Wie gesagt, die Analogie hingt wie alle Analogien, aber sie erscheint mir im Moment recht lustig und erinnert mich, dass ich mal wieder Orwell lesen sollte. Anyway, betrachten wir aber das Internet, so gilt es immer zu bedenken, dass wir es hier mit einer grenzüberschreitenden, multinationalen Technologie zu tun haben. Dies ist insofern bedeutsam, da es ein freies Internet nur dann geben kann, wenn es wirklich an jedem Ort dieser verdammten Erde erreichbar, nutzbar und zugänglich ist. Unzensiert, ungefiltert, ungesperrt, versteht sich. Solidarität mit Internetrechtsbewegungen aus anderen Ländern ist dabei von besonderer Bedeutung, da es wenig bringt, wenn wir in Deutschland ACTA stoppen, die USA aber SOPA einführen. Ich glaube, ihr versteht, was ich meine.

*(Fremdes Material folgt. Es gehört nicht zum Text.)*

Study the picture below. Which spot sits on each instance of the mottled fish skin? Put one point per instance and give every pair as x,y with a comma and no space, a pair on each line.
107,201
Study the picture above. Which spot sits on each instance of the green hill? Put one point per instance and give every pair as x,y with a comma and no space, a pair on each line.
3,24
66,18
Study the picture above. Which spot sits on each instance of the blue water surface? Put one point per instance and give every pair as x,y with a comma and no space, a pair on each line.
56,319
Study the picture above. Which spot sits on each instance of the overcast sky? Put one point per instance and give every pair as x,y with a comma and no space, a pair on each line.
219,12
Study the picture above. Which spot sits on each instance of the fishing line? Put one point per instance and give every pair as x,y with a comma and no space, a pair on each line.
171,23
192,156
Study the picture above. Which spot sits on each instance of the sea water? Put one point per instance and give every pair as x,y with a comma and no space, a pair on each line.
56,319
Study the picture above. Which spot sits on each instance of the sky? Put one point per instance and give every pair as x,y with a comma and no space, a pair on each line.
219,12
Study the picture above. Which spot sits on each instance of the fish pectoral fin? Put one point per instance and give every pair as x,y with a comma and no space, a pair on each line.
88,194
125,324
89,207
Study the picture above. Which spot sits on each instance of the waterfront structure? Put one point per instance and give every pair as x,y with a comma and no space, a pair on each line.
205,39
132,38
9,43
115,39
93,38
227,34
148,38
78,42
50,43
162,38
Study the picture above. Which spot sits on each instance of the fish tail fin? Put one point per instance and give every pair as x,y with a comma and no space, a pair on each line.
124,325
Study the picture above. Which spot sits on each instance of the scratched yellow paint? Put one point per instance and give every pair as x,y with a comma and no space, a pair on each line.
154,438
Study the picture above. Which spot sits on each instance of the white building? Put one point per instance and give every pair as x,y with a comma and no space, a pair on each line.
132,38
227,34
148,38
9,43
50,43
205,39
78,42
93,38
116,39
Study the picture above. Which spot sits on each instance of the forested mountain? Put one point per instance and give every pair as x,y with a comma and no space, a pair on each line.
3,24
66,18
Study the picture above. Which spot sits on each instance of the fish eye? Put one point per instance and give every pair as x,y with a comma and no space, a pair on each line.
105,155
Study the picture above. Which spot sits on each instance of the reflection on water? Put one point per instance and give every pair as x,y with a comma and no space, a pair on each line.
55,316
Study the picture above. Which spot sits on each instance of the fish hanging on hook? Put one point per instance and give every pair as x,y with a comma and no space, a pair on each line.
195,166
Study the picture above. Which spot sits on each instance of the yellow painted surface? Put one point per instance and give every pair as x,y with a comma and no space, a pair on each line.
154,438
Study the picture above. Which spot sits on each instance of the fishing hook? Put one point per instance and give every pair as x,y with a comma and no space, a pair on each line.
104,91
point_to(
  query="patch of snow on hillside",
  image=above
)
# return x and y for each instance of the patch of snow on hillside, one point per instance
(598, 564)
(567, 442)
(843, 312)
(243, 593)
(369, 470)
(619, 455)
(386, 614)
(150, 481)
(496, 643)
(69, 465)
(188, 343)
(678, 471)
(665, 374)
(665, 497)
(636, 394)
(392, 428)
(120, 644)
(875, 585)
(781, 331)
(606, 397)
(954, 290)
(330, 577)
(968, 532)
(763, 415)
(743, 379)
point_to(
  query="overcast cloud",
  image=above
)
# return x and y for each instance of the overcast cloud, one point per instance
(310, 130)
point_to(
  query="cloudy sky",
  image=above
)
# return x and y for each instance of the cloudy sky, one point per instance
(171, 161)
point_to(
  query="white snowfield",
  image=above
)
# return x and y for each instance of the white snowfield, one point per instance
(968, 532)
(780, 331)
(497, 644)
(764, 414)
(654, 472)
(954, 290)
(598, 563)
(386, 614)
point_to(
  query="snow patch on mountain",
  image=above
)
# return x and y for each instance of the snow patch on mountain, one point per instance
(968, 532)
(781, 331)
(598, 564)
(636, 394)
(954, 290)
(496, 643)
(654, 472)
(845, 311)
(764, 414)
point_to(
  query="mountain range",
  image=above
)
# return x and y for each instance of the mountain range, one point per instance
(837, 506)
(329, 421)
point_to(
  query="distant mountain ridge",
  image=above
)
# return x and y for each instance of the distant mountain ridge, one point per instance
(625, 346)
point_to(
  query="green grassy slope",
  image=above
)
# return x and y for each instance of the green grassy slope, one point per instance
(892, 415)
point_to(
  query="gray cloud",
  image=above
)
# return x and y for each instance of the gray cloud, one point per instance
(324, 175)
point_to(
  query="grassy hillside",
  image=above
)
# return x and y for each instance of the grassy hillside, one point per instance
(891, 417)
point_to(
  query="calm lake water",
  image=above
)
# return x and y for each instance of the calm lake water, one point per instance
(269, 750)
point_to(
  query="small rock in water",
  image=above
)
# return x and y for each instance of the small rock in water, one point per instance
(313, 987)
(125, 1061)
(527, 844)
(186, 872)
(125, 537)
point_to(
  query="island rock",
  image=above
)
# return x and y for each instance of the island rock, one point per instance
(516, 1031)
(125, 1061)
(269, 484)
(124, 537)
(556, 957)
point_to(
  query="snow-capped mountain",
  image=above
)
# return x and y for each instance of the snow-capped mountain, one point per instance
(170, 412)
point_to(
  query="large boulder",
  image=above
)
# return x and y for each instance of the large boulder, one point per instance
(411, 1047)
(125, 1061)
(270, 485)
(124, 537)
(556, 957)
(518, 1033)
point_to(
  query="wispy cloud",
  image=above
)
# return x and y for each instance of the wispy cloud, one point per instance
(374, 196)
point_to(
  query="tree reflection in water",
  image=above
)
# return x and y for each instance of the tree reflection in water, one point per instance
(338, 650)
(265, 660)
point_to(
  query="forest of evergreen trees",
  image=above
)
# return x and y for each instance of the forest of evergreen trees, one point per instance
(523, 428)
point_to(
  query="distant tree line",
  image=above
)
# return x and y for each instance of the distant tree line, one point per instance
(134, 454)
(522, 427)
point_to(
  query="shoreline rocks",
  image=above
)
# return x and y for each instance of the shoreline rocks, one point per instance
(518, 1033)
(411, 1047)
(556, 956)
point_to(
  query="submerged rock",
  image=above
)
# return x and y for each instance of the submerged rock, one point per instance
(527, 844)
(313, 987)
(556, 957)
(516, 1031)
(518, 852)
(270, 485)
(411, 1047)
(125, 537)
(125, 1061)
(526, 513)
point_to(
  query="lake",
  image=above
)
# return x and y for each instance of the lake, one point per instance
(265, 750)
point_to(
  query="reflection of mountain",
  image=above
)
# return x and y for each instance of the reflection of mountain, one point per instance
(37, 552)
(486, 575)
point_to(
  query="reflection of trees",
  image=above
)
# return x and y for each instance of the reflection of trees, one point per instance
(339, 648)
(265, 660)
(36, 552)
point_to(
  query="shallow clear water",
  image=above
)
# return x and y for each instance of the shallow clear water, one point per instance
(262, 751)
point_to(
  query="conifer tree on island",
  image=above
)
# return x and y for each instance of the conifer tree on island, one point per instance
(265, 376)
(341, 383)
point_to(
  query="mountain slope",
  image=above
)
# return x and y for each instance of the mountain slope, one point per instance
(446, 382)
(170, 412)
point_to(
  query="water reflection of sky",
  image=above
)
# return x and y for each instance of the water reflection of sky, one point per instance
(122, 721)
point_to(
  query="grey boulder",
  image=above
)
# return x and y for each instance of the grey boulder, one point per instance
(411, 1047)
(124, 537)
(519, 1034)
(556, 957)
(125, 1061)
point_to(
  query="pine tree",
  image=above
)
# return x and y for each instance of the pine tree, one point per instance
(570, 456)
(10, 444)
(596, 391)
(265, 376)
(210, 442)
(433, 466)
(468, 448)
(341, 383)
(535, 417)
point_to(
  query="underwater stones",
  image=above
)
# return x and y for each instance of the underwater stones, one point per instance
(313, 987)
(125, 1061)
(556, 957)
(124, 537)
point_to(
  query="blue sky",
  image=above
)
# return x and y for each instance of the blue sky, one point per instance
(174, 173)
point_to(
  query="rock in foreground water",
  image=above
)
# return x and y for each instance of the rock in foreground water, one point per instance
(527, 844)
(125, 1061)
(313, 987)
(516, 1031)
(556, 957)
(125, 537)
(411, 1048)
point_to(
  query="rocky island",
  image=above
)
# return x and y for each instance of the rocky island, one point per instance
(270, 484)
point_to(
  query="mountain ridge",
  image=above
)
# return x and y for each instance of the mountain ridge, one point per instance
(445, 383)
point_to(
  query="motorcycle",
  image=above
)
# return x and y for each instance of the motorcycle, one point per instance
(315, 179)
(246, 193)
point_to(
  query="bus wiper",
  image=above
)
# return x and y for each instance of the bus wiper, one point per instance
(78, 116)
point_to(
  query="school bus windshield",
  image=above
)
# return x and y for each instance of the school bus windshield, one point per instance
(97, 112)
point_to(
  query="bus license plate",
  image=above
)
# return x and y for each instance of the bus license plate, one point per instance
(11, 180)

Diese lange Herleitung also dazu, euch mitzuteilen, dass Stoned Golem jetzt Mitglied in der Internet Defense League ist, einer Vereinigung von Superhelden, die die Freiheit des Netzes verteidigen wollen. Superhelden ist dabei das passende Wort, denn die Ikonografie der Organisation ist ziemlich nerdig und orientiert sich an Comics. Pünktlich zum Start von The Dark Knight Rises in den USA wurden die ersten CAT-Lights mit dem Symbol der League in Betrieb genommen. Hauptaufgabe der Vereinigung: Kommunikation und Information über kommende (vor allem us-amerikanische) Gesetze, die die Freiheit des Netzs einschränken könnten. Also nichts mit Online-Terrorismus oder so, bevor hier jemand auch nur daran denkt, diesen Diffamierungsklumpen in die Hand zu nehmen und damit um sich zu schmeißen.
Aufmerksam wurde ich auf diese Organisation durch Netzpolitik.org, denen ich an dieser Stelle für die Information danken möchte. Darüber hinaus schließe ich mich ihrer Einschätzung an, dass wir vergleichbare europäische (oder zumindest deutsche) Unternehmungen bräuchten, da nach dem Scheitern von ACTA in Zukunft sich die Informationspolitik wohl massiv ändern wird, denn viele Politiker scheinen wohl der Meinung zu sein, das Gesetz an sich wäre okay gewesen, aber die Publicity war suboptimal. Ich wünsche mir ja schon länger eine Bürgerrechtsbewegung ähnlich der EFF für den europäischen Raum, aber derzeit scheint sowas kaum am Horizont auszumachen zu sein.